Muttin further singles out the multiple settings where vaccinations are taking place – from nursing homes to retail pharmacies to drive-through clinics – actually make tracking that last mile of the supply chain even more challenging. “The further the patient is removed from their traditional EMR – whether that’s with their primary care physician or a health system – the more difficult it will be to align vaccine data with digital medical records,” he noted. “This will also make it harder to track vaccine outcomes and adverse events based on patient-specific health conditions. Clearly, we need to find ways today to close gaps and reduce risk. Tying vaccine tracking to medical records will be needed to understand efficacy and have visibility to adverse events over time.”

Muttin contends that Health Information Exchanges (HIEs) with ties to state immunization registries already maintain connections that can support ongoing tracking, but they also need to connect with non-traditional settings with widespread access points.
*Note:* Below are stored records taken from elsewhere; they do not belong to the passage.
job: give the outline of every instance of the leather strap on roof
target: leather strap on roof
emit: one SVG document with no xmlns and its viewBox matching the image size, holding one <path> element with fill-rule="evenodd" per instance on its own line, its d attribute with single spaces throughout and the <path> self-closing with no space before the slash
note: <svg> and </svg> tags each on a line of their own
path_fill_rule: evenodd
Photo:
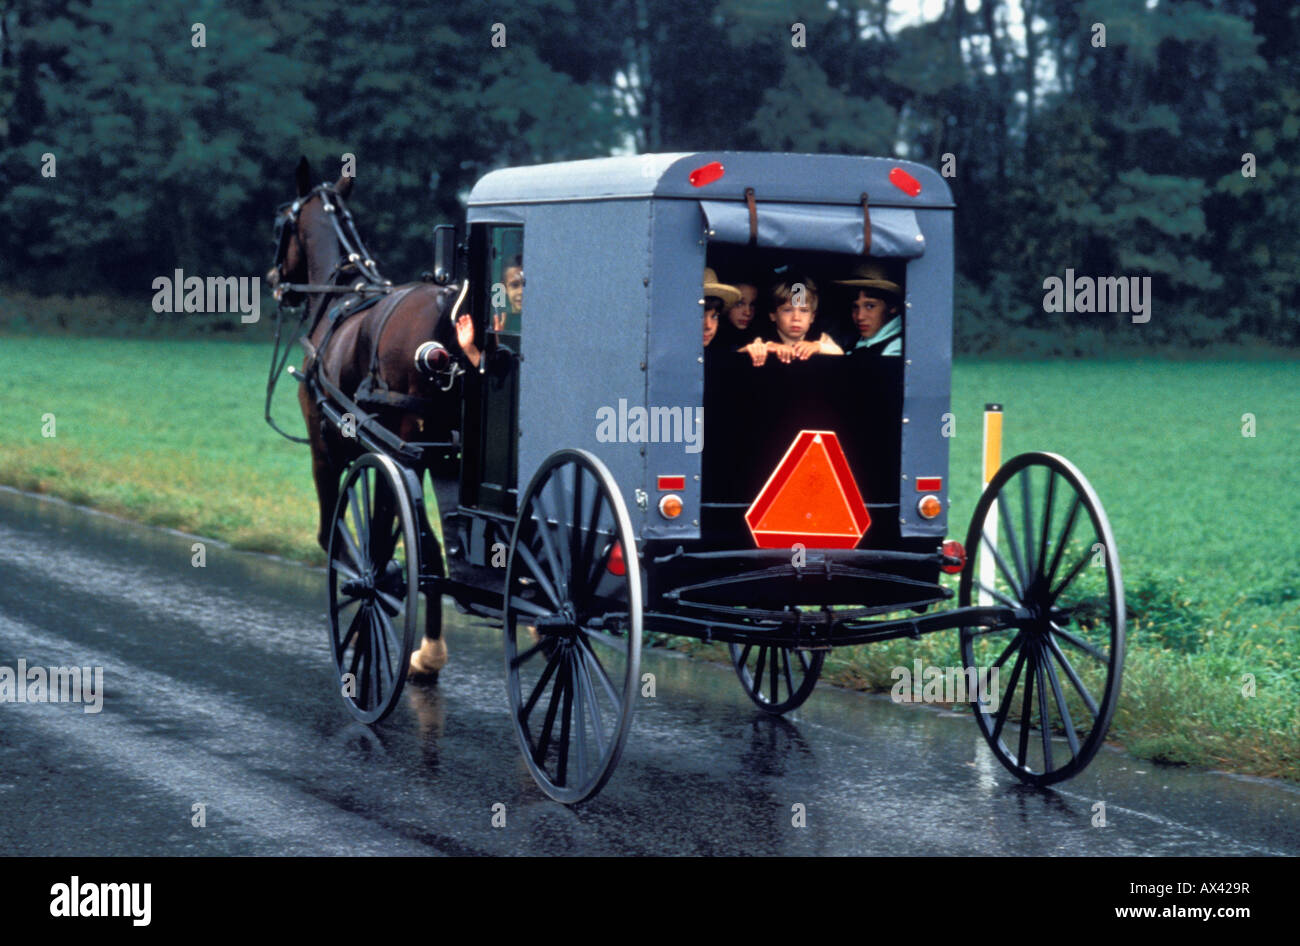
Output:
<svg viewBox="0 0 1300 946">
<path fill-rule="evenodd" d="M 862 255 L 871 255 L 871 211 L 867 208 L 867 192 L 862 192 Z"/>
</svg>

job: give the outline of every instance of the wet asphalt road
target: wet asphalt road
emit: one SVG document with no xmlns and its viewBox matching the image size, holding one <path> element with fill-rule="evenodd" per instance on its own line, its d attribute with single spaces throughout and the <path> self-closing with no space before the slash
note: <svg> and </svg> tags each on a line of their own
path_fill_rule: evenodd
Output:
<svg viewBox="0 0 1300 946">
<path fill-rule="evenodd" d="M 215 542 L 194 568 L 194 541 L 0 489 L 0 666 L 102 666 L 105 691 L 98 714 L 0 703 L 0 854 L 1300 854 L 1285 783 L 1107 749 L 1030 789 L 968 718 L 820 686 L 771 719 L 659 650 L 613 779 L 565 808 L 486 626 L 448 608 L 442 681 L 371 730 L 336 696 L 324 573 Z"/>
</svg>

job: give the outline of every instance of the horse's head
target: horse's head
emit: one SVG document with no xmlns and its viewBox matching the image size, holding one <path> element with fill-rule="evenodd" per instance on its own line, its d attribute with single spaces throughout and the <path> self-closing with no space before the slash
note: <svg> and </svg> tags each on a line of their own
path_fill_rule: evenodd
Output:
<svg viewBox="0 0 1300 946">
<path fill-rule="evenodd" d="M 266 274 L 267 283 L 289 305 L 303 300 L 303 293 L 288 289 L 289 285 L 333 282 L 340 272 L 343 249 L 330 215 L 341 208 L 341 198 L 352 192 L 353 181 L 343 176 L 336 184 L 313 187 L 306 158 L 298 162 L 294 177 L 298 196 L 276 209 L 275 262 Z"/>
</svg>

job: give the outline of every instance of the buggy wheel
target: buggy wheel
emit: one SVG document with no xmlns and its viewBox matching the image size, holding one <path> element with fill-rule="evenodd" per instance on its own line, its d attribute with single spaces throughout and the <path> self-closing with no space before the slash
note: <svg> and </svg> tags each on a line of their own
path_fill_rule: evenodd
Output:
<svg viewBox="0 0 1300 946">
<path fill-rule="evenodd" d="M 1021 454 L 980 497 L 966 549 L 960 606 L 1022 614 L 1014 626 L 961 629 L 963 665 L 988 668 L 992 684 L 972 697 L 975 721 L 1021 780 L 1070 778 L 1101 747 L 1124 667 L 1124 583 L 1106 513 L 1068 460 Z"/>
<path fill-rule="evenodd" d="M 731 665 L 749 698 L 765 713 L 779 716 L 812 695 L 826 660 L 824 650 L 797 650 L 770 644 L 731 644 Z"/>
<path fill-rule="evenodd" d="M 528 770 L 556 801 L 584 801 L 623 753 L 641 668 L 632 522 L 613 476 L 584 450 L 552 454 L 520 500 L 504 629 Z"/>
<path fill-rule="evenodd" d="M 401 470 L 368 453 L 349 467 L 330 527 L 330 647 L 343 702 L 377 723 L 406 683 L 419 611 L 419 532 Z"/>
</svg>

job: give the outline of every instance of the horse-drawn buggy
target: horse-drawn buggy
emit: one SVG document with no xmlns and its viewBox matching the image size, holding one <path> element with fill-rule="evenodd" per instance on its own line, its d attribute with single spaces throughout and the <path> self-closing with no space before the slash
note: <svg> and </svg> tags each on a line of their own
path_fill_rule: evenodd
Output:
<svg viewBox="0 0 1300 946">
<path fill-rule="evenodd" d="M 524 758 L 562 802 L 619 760 L 645 630 L 728 644 L 753 701 L 784 713 L 830 648 L 956 628 L 966 679 L 1000 683 L 969 699 L 1011 772 L 1051 783 L 1096 753 L 1125 617 L 1088 482 L 1017 456 L 990 471 L 964 542 L 946 540 L 941 177 L 754 153 L 495 171 L 466 226 L 435 235 L 433 279 L 408 287 L 379 276 L 346 184 L 300 181 L 275 272 L 315 302 L 290 370 L 358 719 L 383 718 L 409 655 L 437 650 L 446 600 L 499 622 Z M 741 282 L 784 287 L 757 342 L 710 334 L 706 298 Z M 873 286 L 895 303 L 892 350 L 850 318 Z"/>
</svg>

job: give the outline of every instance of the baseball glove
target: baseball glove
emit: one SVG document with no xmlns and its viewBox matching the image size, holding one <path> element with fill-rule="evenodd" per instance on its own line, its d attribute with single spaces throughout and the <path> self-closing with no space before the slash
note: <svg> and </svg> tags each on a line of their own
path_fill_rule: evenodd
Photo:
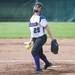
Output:
<svg viewBox="0 0 75 75">
<path fill-rule="evenodd" d="M 56 39 L 53 39 L 51 41 L 51 52 L 53 54 L 58 54 L 58 50 L 59 50 L 59 45 Z"/>
</svg>

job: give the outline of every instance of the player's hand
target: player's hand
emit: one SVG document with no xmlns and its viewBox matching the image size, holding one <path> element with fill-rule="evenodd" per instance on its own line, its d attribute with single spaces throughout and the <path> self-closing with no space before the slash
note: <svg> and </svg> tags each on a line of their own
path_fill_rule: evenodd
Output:
<svg viewBox="0 0 75 75">
<path fill-rule="evenodd" d="M 24 42 L 24 44 L 25 44 L 25 48 L 26 48 L 26 49 L 30 49 L 30 48 L 32 47 L 30 41 L 29 41 L 29 42 Z"/>
<path fill-rule="evenodd" d="M 25 45 L 30 45 L 31 42 L 30 42 L 30 41 L 29 41 L 29 42 L 24 42 L 24 44 L 25 44 Z"/>
</svg>

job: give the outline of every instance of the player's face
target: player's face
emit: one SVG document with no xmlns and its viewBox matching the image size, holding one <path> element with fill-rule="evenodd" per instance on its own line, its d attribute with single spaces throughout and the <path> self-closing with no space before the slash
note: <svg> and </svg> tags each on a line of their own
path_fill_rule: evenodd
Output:
<svg viewBox="0 0 75 75">
<path fill-rule="evenodd" d="M 40 7 L 39 5 L 36 5 L 36 10 L 38 10 L 38 12 L 41 12 L 42 7 Z"/>
</svg>

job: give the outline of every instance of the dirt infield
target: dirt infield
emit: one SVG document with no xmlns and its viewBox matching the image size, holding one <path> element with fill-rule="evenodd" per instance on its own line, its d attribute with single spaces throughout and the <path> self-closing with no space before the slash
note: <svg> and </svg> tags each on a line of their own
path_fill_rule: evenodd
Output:
<svg viewBox="0 0 75 75">
<path fill-rule="evenodd" d="M 35 75 L 31 50 L 23 44 L 27 40 L 0 39 L 0 75 Z M 58 42 L 58 55 L 50 52 L 49 39 L 44 45 L 44 53 L 53 66 L 40 75 L 75 75 L 75 39 L 58 39 Z M 41 64 L 44 65 L 42 61 Z"/>
</svg>

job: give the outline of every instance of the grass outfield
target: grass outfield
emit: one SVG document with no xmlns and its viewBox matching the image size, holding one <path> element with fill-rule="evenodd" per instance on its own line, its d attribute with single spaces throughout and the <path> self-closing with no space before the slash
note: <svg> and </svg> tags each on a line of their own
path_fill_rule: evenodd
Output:
<svg viewBox="0 0 75 75">
<path fill-rule="evenodd" d="M 74 22 L 49 22 L 54 37 L 75 38 Z M 0 38 L 28 38 L 27 22 L 0 22 Z"/>
</svg>

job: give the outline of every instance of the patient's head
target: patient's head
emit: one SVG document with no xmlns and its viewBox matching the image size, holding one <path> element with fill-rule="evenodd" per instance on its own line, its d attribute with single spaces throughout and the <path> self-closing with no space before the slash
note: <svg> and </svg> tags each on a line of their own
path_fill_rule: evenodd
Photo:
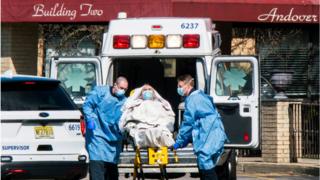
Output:
<svg viewBox="0 0 320 180">
<path fill-rule="evenodd" d="M 153 87 L 149 84 L 142 86 L 141 97 L 143 100 L 154 100 L 155 93 Z"/>
</svg>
“How will we get information, match it to the correct patient, track therapeutic use to understand results as we go forward? Who got a vaccine, which did they get, who got both doses, what side effects did they experience – and importantly, did they contract COVID-19 later?” he asked. “We’ll need to improve system data sharing to combine immunization information with key data elements from providers after the first wave of vaccines is complete, and throughout the process of administering boosters.”

Muttin also expresses concern about the efficiency and accessibility of patient registration systems used for vaccine administration.
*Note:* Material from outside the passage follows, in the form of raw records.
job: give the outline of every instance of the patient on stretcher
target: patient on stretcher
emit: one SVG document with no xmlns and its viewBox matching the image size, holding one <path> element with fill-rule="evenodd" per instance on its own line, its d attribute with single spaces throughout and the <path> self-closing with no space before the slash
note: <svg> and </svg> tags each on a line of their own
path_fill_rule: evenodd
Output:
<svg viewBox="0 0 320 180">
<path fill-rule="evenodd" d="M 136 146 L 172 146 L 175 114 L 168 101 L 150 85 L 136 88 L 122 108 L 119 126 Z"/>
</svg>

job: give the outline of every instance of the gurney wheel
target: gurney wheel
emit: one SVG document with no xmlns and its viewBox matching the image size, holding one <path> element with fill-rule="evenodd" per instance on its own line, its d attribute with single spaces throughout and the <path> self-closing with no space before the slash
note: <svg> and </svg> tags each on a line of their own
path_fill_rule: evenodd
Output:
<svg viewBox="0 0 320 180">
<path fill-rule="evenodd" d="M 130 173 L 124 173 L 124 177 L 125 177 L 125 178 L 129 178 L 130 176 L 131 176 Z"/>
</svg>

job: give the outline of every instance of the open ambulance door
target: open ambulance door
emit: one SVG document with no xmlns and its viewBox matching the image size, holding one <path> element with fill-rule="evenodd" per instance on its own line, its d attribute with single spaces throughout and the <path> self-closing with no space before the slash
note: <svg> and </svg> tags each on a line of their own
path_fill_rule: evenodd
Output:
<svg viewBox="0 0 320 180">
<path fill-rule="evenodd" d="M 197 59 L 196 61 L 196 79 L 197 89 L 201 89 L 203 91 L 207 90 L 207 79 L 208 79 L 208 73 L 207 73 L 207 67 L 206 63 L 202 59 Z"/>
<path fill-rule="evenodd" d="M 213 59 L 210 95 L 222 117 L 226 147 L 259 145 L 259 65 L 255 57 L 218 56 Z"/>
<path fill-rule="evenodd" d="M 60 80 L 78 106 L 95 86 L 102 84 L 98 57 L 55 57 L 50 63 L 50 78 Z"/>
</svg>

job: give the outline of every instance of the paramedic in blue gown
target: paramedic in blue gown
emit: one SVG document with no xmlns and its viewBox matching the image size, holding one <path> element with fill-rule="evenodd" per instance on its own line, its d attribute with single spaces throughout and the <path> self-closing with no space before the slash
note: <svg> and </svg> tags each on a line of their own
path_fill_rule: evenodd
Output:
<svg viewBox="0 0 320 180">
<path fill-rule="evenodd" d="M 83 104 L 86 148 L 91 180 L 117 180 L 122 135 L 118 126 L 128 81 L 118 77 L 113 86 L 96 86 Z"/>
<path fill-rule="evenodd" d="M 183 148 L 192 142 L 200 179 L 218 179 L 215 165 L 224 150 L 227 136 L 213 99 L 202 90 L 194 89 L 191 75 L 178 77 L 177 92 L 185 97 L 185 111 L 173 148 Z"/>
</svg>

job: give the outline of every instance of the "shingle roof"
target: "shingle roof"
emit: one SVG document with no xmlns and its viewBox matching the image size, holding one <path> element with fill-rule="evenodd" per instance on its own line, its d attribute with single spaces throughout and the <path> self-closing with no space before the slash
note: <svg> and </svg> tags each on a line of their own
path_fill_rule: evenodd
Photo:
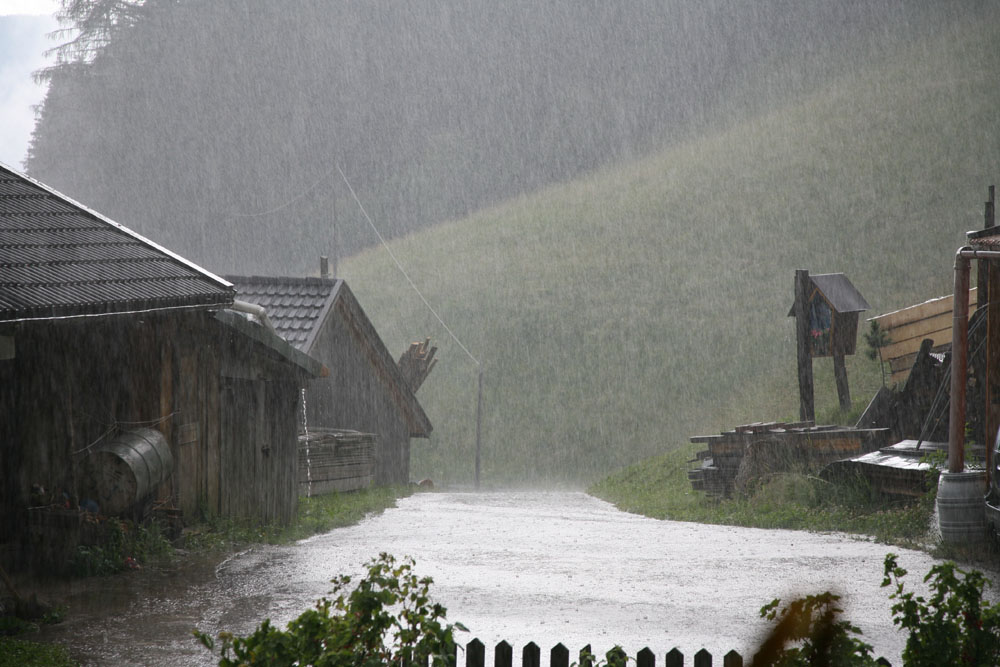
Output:
<svg viewBox="0 0 1000 667">
<path fill-rule="evenodd" d="M 226 276 L 236 298 L 262 306 L 282 338 L 309 352 L 331 297 L 342 280 L 326 278 L 268 278 Z"/>
<path fill-rule="evenodd" d="M 221 278 L 0 163 L 0 321 L 230 304 Z"/>
<path fill-rule="evenodd" d="M 339 303 L 350 314 L 348 317 L 352 325 L 370 343 L 373 353 L 370 359 L 381 371 L 380 376 L 390 382 L 390 393 L 409 422 L 410 434 L 414 437 L 430 434 L 433 427 L 427 414 L 347 283 L 329 278 L 225 278 L 236 287 L 237 299 L 263 306 L 275 331 L 302 352 L 321 360 L 322 351 L 312 347 L 328 314 Z"/>
<path fill-rule="evenodd" d="M 839 313 L 858 313 L 871 309 L 865 297 L 861 296 L 861 292 L 843 273 L 825 273 L 809 276 L 809 279 Z"/>
<path fill-rule="evenodd" d="M 809 280 L 838 313 L 860 313 L 871 309 L 865 297 L 861 296 L 861 292 L 843 273 L 810 275 Z M 788 311 L 788 317 L 795 317 L 794 303 Z"/>
</svg>

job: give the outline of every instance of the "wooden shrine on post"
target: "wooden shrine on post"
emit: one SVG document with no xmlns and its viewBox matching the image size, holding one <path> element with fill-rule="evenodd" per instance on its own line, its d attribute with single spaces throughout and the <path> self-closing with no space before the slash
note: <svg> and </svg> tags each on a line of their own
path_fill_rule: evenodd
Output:
<svg viewBox="0 0 1000 667">
<path fill-rule="evenodd" d="M 854 354 L 859 315 L 871 308 L 843 273 L 810 276 L 795 272 L 795 301 L 788 312 L 795 318 L 799 369 L 799 418 L 815 421 L 813 357 L 833 357 L 833 374 L 842 410 L 851 407 L 844 357 Z"/>
</svg>

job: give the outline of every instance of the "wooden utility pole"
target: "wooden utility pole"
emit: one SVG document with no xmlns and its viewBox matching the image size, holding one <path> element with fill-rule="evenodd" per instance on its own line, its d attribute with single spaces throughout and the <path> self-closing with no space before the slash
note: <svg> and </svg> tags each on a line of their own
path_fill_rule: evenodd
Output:
<svg viewBox="0 0 1000 667">
<path fill-rule="evenodd" d="M 809 353 L 809 313 L 806 312 L 809 298 L 809 272 L 795 271 L 795 343 L 799 363 L 799 420 L 816 421 L 816 406 L 813 395 L 812 356 Z M 846 379 L 846 373 L 845 373 Z M 838 380 L 839 387 L 839 380 Z"/>
<path fill-rule="evenodd" d="M 479 365 L 479 397 L 476 400 L 476 490 L 479 490 L 479 452 L 483 432 L 483 366 Z"/>
</svg>

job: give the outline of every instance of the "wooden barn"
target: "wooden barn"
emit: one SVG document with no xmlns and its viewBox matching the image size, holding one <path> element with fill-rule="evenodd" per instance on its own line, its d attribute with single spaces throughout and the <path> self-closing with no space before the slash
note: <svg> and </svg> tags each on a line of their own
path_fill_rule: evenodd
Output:
<svg viewBox="0 0 1000 667">
<path fill-rule="evenodd" d="M 0 556 L 81 505 L 292 517 L 298 399 L 324 369 L 234 299 L 0 164 Z"/>
<path fill-rule="evenodd" d="M 329 368 L 307 389 L 310 428 L 350 429 L 376 437 L 375 482 L 405 484 L 410 438 L 431 423 L 347 283 L 335 278 L 227 276 L 238 298 L 262 306 L 285 339 Z"/>
</svg>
Many of these systems, which are internet or cloud-based, require a level of sophistication and connectivity that has limited their use within communities that have less access to technology and among older populations,” he observed. “This has made it difficult to get some people most in need of the vaccine into the queue.”

Muttin urges that work must continue on adopting and implementing data standards.

“Let’s not stop working to ensure health systems are able to use data standards to identify every item they contract for, purchase, store and ultimately consume,” he said. “Ultimately, how efficiently our supply chain runs – whether we’re looking locally, nationally or globally – is still dependent on how well we identify and understand the products needed for patient care.”